Chiuda gli occhi e immagini che il sogno che coltiva da un anno – vedere suo zio finalmente libero – s’avveri domani: qual è la prima cosa che gli direbbe, o che farebbe con lui?
(Nuova pausa, utile questa volta a lasciar sorgere un immenso sorriso) «Penso che la prima cosa non sarebbero parole, ma un abbraccio che dice tutto: un grande, lungo, lunghissimo abbraccio. Poi gli direi che siamo così fieri che abbia resistito e sia rimasto forte, e che sono sicura che abbia colpito col suo fascino perfino a Gaza. Perché lui è un uomo così affascinante che scalda il cuore di chiunque, e se lo conoscono, conosceranno noi e sapranno che un giorno le cose potranno essere migliori».
Infine, se incontrasse invece domani una sua coetanea, cittadina di Gaza, che ha vissuto dolori e perso anche lei suoi cari in quest’anno di guerra, cosa le direbbe?
«Non ho bisogno di immaginarlo, perché è già successo, ho già incontrato negli Usa persone del genere che conosco di Gaza. Non c’è molto da fare con coloro che se ne sono andati. Condividiamo il dolore. Possiamo non essere d’accordo sui modi per una soluzione ma concordiamo che dobbiamo essere rispettosi l’uno dell’altro e cefrcare un futuro migliore per i nostri figli.
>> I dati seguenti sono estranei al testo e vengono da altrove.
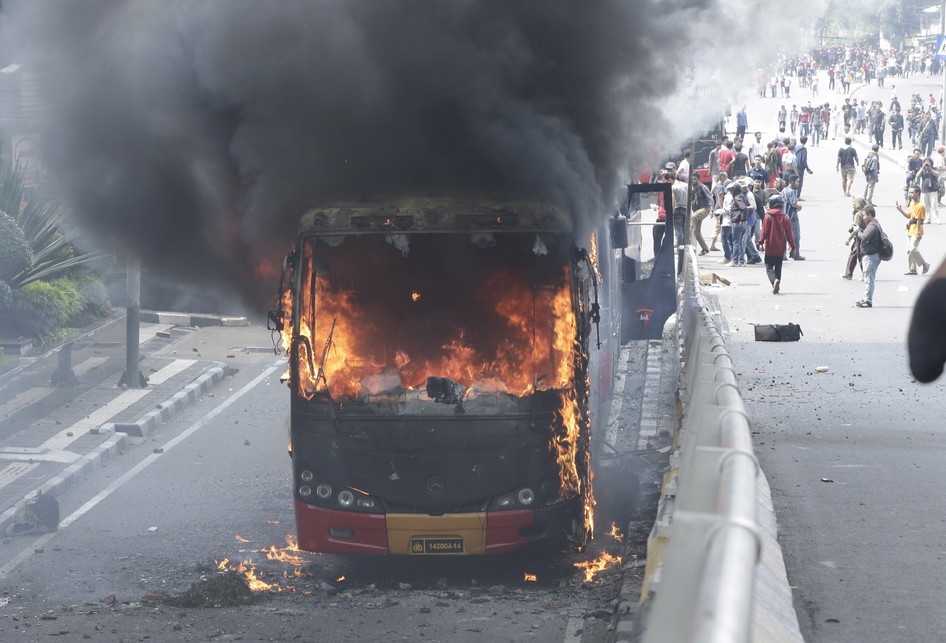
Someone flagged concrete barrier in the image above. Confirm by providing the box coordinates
[634,248,803,643]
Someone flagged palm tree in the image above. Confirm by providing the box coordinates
[0,167,104,289]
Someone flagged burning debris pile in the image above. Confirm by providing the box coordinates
[162,534,311,607]
[162,571,257,607]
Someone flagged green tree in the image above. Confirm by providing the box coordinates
[0,168,103,288]
[0,212,33,282]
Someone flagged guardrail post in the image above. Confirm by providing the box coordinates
[49,342,78,386]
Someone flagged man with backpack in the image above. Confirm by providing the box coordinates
[861,143,880,203]
[897,186,930,275]
[781,174,805,261]
[729,181,749,266]
[854,205,884,308]
[759,194,795,295]
[834,136,858,196]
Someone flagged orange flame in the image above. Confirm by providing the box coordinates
[281,238,597,546]
[214,558,272,592]
[588,232,604,284]
[214,532,311,594]
[290,242,576,399]
[260,534,309,567]
[605,522,624,543]
[575,552,621,583]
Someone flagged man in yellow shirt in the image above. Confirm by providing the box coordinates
[897,185,930,275]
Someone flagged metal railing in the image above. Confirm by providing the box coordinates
[642,246,762,643]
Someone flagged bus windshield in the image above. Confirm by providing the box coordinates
[293,232,576,415]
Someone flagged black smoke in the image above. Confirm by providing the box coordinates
[0,0,818,308]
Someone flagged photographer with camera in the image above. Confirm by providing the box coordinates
[896,185,930,275]
[916,157,939,223]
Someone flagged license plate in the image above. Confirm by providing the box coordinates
[411,538,463,554]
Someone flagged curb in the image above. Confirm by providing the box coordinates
[138,310,250,327]
[0,313,125,380]
[114,362,227,437]
[0,432,128,536]
[613,313,680,643]
[0,362,228,537]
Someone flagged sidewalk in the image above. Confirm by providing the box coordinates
[0,312,254,534]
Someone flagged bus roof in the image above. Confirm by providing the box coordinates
[299,197,573,236]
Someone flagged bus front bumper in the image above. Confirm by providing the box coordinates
[295,498,581,556]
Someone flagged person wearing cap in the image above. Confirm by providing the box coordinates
[887,103,903,150]
[863,143,880,203]
[667,170,689,247]
[690,174,715,257]
[933,145,946,205]
[914,157,939,224]
[896,185,930,275]
[854,204,883,308]
[841,196,867,280]
[759,194,797,295]
[677,150,690,181]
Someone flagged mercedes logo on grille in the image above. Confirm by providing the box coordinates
[427,476,447,493]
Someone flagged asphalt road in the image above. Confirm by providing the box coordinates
[704,73,946,643]
[0,326,652,643]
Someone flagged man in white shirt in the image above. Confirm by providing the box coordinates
[749,132,768,159]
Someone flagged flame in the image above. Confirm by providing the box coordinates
[281,235,597,547]
[260,534,309,567]
[575,552,621,583]
[605,522,624,543]
[214,532,311,594]
[214,558,283,592]
[588,232,604,284]
[282,242,576,399]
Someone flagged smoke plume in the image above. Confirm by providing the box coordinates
[0,0,824,308]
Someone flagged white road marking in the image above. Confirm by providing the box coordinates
[0,360,282,579]
[0,357,108,420]
[39,359,195,450]
[0,447,81,464]
[0,462,39,488]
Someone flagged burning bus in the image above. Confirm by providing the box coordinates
[271,198,626,555]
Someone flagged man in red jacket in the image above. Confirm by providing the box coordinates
[759,194,796,295]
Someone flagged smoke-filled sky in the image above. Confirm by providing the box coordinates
[0,0,826,309]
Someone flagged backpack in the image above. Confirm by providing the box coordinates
[730,194,749,223]
[880,230,893,261]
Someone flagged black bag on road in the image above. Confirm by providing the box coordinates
[755,324,804,342]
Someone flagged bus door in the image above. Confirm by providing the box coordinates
[621,183,676,343]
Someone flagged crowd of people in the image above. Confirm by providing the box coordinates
[655,41,946,308]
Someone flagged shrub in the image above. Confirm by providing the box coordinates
[11,280,83,342]
[51,270,112,327]
[0,212,33,281]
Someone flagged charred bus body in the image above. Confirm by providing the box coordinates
[272,198,626,555]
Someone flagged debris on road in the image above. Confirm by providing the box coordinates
[162,571,257,607]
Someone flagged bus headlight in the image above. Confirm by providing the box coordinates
[517,487,535,506]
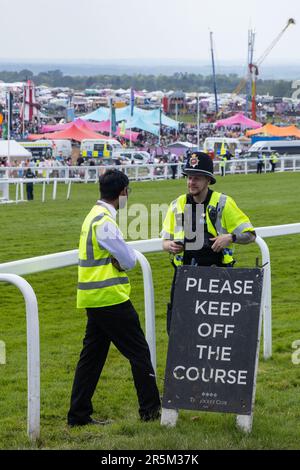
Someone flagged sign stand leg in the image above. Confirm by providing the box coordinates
[160,408,178,428]
[236,413,253,434]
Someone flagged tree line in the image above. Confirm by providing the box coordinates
[0,69,294,97]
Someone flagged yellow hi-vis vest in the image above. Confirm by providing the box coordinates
[77,205,131,308]
[161,191,254,266]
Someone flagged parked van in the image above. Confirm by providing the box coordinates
[80,139,123,159]
[243,140,300,158]
[203,137,242,156]
[19,140,53,160]
[113,149,150,165]
[52,140,72,159]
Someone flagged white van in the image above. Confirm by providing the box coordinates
[113,149,150,165]
[52,140,72,158]
[19,140,54,160]
[80,139,123,158]
[244,140,300,157]
[203,137,242,156]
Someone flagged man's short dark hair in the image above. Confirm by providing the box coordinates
[99,170,129,201]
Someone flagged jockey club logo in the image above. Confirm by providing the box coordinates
[190,153,199,168]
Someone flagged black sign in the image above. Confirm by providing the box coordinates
[163,266,263,415]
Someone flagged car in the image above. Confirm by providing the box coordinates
[113,149,150,165]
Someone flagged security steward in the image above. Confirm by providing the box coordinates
[68,170,160,426]
[161,152,256,333]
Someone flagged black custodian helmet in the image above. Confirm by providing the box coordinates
[183,152,216,184]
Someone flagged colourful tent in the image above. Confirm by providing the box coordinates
[215,113,261,129]
[28,123,107,142]
[246,124,300,138]
[42,118,139,142]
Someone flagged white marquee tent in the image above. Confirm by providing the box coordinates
[0,140,32,159]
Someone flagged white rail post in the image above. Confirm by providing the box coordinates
[20,181,24,202]
[67,181,72,200]
[42,181,46,202]
[0,273,40,441]
[256,236,272,359]
[16,183,19,202]
[135,250,156,372]
[52,179,57,201]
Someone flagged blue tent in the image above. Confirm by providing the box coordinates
[126,116,159,136]
[81,106,179,130]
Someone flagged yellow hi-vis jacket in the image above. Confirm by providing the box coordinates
[77,205,131,308]
[161,191,254,266]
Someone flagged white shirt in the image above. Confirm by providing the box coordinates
[96,200,136,271]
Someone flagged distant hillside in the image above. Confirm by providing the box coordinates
[0,59,300,80]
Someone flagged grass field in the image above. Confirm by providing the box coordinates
[0,173,300,450]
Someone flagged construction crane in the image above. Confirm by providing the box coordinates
[233,18,296,121]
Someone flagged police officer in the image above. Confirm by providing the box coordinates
[220,155,227,176]
[161,152,256,332]
[68,170,160,426]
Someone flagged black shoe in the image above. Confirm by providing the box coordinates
[68,418,112,428]
[140,408,160,422]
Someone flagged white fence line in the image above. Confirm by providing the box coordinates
[0,178,81,203]
[0,223,300,358]
[0,273,40,441]
[0,156,300,183]
[0,223,300,440]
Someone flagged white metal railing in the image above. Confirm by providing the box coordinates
[0,273,40,441]
[0,156,300,183]
[0,223,300,438]
[0,178,81,203]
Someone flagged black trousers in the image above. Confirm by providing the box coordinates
[68,300,160,424]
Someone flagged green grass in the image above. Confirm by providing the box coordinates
[0,173,300,449]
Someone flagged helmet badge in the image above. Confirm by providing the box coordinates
[190,153,199,168]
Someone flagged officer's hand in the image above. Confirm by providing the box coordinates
[164,240,184,255]
[210,233,232,253]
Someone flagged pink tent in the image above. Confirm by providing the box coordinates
[215,113,261,129]
[28,122,107,142]
[42,118,139,142]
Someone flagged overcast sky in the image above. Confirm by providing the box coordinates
[0,0,300,64]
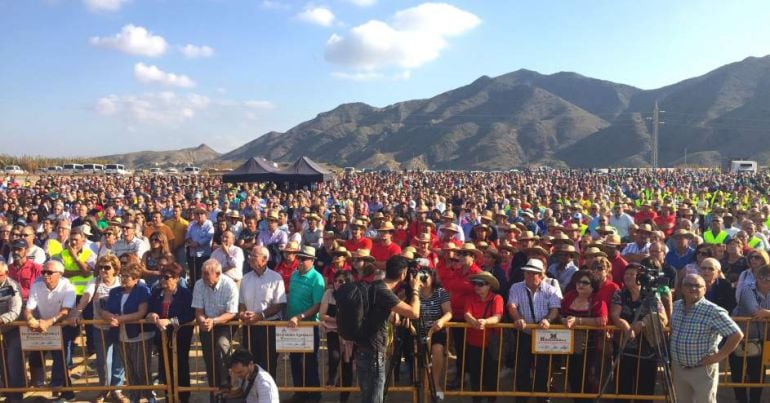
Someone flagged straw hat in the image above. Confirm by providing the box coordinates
[469,271,500,291]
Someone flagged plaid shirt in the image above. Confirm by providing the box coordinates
[671,298,740,367]
[508,281,561,330]
[192,274,238,318]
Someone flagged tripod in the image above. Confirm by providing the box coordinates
[597,290,676,403]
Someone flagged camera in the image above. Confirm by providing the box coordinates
[636,264,668,292]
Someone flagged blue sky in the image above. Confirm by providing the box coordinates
[0,0,770,156]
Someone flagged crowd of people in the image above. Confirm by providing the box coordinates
[0,170,770,402]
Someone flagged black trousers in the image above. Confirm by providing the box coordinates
[243,326,278,379]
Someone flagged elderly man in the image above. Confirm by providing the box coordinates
[211,230,243,285]
[508,259,561,403]
[286,246,325,402]
[24,260,76,401]
[0,260,23,402]
[192,259,238,403]
[671,274,743,403]
[185,207,214,284]
[238,246,286,377]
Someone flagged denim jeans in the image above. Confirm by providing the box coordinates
[93,326,126,386]
[289,327,321,400]
[356,350,387,403]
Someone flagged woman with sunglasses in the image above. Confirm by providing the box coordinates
[101,264,156,403]
[730,266,770,403]
[417,268,452,399]
[319,271,355,402]
[147,262,195,403]
[698,257,735,312]
[462,272,503,402]
[610,264,668,403]
[142,231,171,289]
[561,270,607,402]
[735,249,770,301]
[75,255,128,403]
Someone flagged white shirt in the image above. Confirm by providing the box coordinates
[211,245,244,281]
[27,277,75,319]
[238,269,286,320]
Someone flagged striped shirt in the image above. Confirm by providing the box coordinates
[671,298,740,367]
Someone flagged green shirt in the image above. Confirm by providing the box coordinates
[286,267,326,321]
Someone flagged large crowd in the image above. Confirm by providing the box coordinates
[0,170,770,402]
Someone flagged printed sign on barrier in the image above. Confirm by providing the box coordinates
[532,329,575,354]
[275,326,313,353]
[19,326,62,351]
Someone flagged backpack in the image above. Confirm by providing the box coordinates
[334,281,374,341]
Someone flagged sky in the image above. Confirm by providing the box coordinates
[0,0,770,157]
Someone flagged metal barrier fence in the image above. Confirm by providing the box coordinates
[0,318,770,402]
[0,320,172,401]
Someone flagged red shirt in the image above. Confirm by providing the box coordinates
[345,237,372,253]
[275,259,299,295]
[610,253,628,284]
[465,290,503,347]
[8,258,43,302]
[372,242,401,262]
[596,279,620,306]
[442,264,481,321]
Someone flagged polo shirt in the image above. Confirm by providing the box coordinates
[372,242,401,262]
[27,277,75,319]
[192,275,238,318]
[287,267,326,322]
[238,268,286,320]
[465,290,503,347]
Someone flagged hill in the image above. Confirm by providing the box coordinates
[219,56,770,169]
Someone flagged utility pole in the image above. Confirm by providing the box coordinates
[651,101,660,169]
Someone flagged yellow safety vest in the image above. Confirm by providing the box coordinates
[703,230,727,245]
[59,248,94,295]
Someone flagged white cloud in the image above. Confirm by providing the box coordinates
[90,24,168,57]
[297,7,334,27]
[134,63,195,88]
[325,3,481,72]
[94,91,211,127]
[83,0,130,12]
[179,43,214,59]
[348,0,377,7]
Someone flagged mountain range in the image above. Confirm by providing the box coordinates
[102,56,770,169]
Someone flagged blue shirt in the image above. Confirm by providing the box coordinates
[185,220,214,257]
[663,246,695,271]
[671,298,740,367]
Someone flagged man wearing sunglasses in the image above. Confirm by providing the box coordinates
[24,260,77,401]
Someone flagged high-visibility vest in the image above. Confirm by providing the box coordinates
[703,230,727,245]
[59,248,94,295]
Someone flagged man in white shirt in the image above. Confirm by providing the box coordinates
[238,246,286,376]
[24,260,77,401]
[211,230,243,284]
[224,349,280,403]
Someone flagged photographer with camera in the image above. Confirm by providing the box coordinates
[217,349,280,403]
[356,256,422,403]
[0,260,26,402]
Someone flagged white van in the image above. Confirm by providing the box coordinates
[61,164,83,174]
[83,164,104,175]
[104,164,128,175]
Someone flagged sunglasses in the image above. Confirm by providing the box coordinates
[575,280,591,286]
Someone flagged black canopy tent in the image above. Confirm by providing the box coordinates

Nessuno può capire la perdita finché non la vivi. Serve una grande forza per superarla, ma dobbiamo trovarla. Perché vogliamo continuare con la vita. Vogliamo la pace, vivere insieme. E mi lasci dire che proprio il ritorno degli ostaggi sarebbe un punto di svolta. Se loro tornano a casa, dove meritano, questo fermerà il ciclo della violenza, e farà nascere il seme di un futuro migliore. Ne sono certa. Per questo il ritorno dei 100 ostaggi dovrebbe essere un obiettivo globale: un obiettivo palestinese, israeliano, di tutto il mondo».